Reading ‘The Clock’


I recently visited The Power Plant gallery in Toronto, to experience an installation called The Clock. And it was pretty woo-woo crazy. I’m no philosopher and the experience of the thing sort of broke my brain, but I shall try to describe it as a 24-hour-long video in which each minute of the day is depicted in film (sometimes from Hollywood, sometimes from obscure Japanese art films, and all sorts in between). For instance: it shows 2:56pm on your wrist-watch? Then The Clock will be showing a minute of film that features a watch or clock set at 2:56pm. It was, as this review suggests, a project that freakishly “dismantled” my experience of time. And so I tried to make sense of it in my notebook as I watched for an hour one Saturday afternoon. Problem is, I was writing in the dark during an experience that “dismantled” my understanding of the world around me. So unlike when I review notes taken at a concert or play review, and can sort of piece together what I wrote, the notes I took at The Clock are, upon review, totally whack. What follows is my attempt to make sense of the scribbles in my notebook during that time-warpy, mind-melty hour of film.


TNY- Time Passing- The Clock * I have no idea what this was referring to. Maybe The New Yorker? Was I supposed to go back and reread the piece about it in The New Yorker?

Denzel, Beatrix, as a movie montage *I really need to start learning to write in complete sentences when taking notes on shizz like this…

Matt Damon is so young! *Yes!?

Fluidity, ethnicity, seamless *I feel like I may have really been on to something here.

Bundle profs fall on rhythm, chess review *Do you think I have the beginnings of a great psychedelic novel, maybe?

Bruce Willis multiple roles *Well, that’s true. He was in it A LOT in the hour between 4-5.

Tension with sound, rhythm *Ooh, I do remember that: Marclay managed to create real emotional swells of tension and release by manipulating the audio levels with overlays.

Other kinds of clocks *Yes! What ABOUT other kinds of clocks?
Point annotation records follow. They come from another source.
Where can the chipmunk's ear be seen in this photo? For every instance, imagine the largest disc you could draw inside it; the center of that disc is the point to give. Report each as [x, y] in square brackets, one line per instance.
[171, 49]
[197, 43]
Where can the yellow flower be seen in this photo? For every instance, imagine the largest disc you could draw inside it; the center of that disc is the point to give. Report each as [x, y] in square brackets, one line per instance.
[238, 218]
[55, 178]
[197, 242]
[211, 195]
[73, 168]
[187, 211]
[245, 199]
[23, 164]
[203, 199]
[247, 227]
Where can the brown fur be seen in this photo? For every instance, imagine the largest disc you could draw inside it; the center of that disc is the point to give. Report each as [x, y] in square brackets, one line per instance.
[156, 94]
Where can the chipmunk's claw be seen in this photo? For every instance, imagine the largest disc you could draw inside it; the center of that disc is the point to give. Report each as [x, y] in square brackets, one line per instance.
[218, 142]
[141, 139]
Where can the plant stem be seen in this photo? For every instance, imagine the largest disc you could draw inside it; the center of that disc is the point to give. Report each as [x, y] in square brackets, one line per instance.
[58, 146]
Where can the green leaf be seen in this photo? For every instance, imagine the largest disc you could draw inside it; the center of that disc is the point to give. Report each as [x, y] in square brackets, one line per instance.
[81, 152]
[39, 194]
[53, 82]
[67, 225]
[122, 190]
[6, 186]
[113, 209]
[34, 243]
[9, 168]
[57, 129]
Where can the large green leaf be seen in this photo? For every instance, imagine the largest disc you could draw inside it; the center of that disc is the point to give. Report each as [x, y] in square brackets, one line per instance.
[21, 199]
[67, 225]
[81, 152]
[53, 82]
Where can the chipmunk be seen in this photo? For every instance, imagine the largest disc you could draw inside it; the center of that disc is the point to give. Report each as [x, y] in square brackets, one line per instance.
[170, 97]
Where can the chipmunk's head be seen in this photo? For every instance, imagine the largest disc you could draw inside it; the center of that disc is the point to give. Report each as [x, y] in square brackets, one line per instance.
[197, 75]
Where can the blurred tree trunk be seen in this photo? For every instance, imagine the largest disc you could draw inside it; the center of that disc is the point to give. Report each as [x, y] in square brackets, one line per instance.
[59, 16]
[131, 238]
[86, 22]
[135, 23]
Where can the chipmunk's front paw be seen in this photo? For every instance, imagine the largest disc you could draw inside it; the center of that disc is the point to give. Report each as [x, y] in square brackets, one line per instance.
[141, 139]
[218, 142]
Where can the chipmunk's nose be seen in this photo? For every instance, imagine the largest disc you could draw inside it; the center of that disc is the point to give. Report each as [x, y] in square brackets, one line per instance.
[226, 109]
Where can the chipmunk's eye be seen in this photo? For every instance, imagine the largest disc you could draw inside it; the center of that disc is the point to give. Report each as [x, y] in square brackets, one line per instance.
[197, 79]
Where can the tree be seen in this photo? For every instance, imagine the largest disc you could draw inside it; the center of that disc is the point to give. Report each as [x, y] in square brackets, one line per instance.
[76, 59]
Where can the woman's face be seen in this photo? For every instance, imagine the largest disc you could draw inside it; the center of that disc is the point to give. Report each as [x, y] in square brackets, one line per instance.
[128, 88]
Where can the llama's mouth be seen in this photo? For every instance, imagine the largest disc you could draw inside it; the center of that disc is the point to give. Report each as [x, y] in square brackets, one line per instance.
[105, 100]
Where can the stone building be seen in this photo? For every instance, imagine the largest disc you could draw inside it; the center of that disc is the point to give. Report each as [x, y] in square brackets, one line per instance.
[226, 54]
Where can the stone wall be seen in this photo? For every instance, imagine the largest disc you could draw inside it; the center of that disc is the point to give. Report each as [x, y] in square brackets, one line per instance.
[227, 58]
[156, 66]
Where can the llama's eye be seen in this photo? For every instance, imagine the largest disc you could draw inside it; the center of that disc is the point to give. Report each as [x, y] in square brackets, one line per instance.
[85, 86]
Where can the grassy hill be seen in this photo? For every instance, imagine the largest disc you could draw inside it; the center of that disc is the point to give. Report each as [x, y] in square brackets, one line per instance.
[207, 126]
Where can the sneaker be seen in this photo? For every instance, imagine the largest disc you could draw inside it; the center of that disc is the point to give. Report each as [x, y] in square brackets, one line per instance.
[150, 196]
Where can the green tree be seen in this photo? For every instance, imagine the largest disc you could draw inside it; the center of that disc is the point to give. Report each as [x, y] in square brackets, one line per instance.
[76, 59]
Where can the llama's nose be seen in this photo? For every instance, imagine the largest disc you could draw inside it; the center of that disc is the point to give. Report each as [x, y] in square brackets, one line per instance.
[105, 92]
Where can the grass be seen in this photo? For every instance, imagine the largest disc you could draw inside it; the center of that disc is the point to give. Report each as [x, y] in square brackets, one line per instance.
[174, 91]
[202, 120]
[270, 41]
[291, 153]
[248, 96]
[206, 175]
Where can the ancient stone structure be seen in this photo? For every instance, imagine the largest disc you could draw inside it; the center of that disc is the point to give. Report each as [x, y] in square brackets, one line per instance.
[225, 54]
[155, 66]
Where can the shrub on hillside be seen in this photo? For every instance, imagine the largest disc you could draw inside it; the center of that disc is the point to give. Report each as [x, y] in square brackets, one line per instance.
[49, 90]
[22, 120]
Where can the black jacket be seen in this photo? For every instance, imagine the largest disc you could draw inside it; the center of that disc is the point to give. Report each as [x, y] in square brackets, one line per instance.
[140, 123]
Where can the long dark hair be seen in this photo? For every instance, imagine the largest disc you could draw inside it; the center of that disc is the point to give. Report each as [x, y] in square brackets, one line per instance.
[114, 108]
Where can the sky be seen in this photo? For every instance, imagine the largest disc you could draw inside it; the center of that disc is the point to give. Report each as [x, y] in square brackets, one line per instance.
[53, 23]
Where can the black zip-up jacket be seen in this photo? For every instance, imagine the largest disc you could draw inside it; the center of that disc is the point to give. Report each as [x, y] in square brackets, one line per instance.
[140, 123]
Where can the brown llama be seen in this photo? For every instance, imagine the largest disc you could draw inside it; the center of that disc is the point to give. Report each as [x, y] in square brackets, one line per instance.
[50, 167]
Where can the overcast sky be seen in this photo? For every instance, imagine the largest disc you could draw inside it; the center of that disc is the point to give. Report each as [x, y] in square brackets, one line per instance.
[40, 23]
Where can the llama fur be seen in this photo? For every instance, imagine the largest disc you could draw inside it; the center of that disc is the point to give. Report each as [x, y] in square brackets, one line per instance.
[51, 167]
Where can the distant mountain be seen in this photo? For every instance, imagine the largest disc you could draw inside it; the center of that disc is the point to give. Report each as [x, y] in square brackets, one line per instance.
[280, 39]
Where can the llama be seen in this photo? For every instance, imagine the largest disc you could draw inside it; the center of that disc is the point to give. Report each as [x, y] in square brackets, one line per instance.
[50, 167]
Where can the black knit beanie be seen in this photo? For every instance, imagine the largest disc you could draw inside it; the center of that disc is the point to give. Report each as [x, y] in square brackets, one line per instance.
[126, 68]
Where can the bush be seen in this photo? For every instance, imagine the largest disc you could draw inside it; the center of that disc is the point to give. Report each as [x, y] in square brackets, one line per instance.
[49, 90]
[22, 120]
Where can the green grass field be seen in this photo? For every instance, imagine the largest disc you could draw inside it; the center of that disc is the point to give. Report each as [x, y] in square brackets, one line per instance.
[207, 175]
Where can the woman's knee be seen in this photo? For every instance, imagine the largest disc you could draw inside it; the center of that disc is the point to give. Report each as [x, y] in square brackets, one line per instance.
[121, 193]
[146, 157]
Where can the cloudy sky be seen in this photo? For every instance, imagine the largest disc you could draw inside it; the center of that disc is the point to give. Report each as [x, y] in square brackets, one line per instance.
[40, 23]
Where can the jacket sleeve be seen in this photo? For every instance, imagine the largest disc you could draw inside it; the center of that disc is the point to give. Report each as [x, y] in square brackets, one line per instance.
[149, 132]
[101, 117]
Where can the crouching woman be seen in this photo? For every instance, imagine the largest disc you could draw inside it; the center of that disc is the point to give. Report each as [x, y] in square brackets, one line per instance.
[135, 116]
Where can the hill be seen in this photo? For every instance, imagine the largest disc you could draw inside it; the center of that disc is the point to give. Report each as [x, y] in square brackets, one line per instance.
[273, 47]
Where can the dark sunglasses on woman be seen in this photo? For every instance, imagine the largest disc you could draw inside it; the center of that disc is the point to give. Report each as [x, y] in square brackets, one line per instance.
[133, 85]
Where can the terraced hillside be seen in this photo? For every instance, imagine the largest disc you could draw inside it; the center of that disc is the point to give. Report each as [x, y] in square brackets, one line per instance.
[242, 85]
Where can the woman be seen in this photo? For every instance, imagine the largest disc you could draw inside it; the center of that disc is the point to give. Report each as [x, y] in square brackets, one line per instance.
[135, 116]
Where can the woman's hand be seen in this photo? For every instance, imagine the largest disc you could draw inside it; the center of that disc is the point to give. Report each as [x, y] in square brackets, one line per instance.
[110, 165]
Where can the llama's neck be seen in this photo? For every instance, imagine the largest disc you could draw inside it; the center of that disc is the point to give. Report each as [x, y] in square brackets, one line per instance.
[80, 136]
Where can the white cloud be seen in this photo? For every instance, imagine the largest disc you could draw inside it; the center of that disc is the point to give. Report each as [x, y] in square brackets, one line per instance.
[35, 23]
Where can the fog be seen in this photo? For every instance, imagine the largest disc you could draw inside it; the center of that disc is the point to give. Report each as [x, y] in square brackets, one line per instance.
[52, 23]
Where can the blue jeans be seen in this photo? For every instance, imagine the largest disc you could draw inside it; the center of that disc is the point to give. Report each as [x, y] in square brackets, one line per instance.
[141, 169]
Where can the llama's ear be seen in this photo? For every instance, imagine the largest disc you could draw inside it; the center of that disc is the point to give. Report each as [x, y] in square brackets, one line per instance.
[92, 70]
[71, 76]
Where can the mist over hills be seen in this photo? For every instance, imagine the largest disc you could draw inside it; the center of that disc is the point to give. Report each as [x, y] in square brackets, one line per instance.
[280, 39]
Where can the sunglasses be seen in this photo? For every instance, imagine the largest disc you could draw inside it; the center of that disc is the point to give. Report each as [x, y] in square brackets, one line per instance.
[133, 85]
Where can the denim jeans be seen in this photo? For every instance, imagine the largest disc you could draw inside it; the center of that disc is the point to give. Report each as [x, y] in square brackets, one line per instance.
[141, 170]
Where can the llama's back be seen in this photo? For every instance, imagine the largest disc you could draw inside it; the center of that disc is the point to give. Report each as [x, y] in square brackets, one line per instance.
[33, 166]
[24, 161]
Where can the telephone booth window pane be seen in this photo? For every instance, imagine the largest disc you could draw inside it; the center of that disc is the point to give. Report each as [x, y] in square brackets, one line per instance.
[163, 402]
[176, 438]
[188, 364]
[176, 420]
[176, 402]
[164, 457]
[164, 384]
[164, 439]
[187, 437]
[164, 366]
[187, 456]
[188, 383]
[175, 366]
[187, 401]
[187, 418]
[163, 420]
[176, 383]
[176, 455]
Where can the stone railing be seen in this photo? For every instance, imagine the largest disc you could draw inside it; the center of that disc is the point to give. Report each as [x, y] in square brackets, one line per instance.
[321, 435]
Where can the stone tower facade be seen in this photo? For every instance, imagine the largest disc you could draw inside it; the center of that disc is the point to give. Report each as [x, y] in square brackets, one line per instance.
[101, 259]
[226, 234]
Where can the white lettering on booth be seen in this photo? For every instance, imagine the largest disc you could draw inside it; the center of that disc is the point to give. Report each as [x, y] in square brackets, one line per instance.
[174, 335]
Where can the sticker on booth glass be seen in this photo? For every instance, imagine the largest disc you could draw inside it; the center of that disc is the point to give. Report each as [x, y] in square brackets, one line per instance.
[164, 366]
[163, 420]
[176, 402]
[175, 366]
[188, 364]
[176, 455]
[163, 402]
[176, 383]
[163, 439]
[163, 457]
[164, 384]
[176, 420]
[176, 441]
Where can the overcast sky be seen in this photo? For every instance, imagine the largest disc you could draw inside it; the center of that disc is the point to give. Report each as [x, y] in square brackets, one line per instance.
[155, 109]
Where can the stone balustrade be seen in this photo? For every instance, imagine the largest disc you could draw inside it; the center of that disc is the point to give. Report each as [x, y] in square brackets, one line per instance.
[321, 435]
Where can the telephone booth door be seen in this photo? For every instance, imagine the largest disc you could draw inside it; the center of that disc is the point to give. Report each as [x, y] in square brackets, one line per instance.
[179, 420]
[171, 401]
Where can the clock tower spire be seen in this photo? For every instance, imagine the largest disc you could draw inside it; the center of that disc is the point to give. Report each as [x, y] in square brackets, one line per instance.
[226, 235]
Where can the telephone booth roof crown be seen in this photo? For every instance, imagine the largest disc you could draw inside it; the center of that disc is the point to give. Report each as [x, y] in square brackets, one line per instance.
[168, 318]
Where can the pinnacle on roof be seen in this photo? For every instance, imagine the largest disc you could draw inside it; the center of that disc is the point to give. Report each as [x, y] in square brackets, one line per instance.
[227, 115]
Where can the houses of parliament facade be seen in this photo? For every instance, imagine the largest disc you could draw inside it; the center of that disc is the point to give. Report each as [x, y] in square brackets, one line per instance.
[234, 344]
Later in the film, I did experience a minute of a film depicting ancient Indian royalty and their hoarding of elaborate and strange-looking clocks.

Fold time in upon itself… happens to the wrinkle… are we at the end or the beginning? *Yeahhhh. I don’t know. I’m pretty sure that was a quote.
Wild West *No arguing with that.
Usually see art to take you out of time, but this makes you hyper-aware of how much time was spent watching, how much in line, pushes you to consider time investment in art. *Good work, me!
Boobs— art — complicated but quite simple. “I think I like it.” Comment on ‘viewing’ art. *Oh yes, I remember this! The film clip showed a man in a gallery considering very pornographic-looking pictures of nude women, but reacting to them as if they were high art.
Forward and backward- 43 then 42 THEN 44? *I am still not sure whether this happened or not, but it seemed as though he may have (on purpose?) skipped back and forth with a few minutes in the 40s. Can’t confirm, but makes my brain loopy to think about it.
Miss Marple I just saw! *I’d just watched an obscure episode of Miss Marple the night before, and it was in The Clock… but I suppose odds are you will end up seeing a clip of some movie you’ve watched recently since there are just so dang many of them and taken from such a variety of sources. Still. Miss Marple! As Art! Best ever!
When time comes up in movies, it’s usually a moment of crisis *There were an awful lot of nigh-explosion situations in The Clock. It’s all about timing!
Steve Martin has to catch a plane, but his boss is taking a really long time to look at art. Time is power. *Must look into what movie that was, it seemed pretty great. And so tense with so little going on.
Anxious after first 10 mins, then ease into the flow *I will admit I was quite antsy for the first 10 or 15 minutes of watching it, but then I relaxed and got totally caught up the experience, not even questioning why the things being shown to me were being shown, but rather accepting them and letting them wash over me as though they had meaning. Like being hypnotized, or watching a montage, assuming that there would be a “point” at the end.
In conclusion: I must remember to write full sentences when taking notes in the dark at bizarre mind-altering art experiences. Yeesh!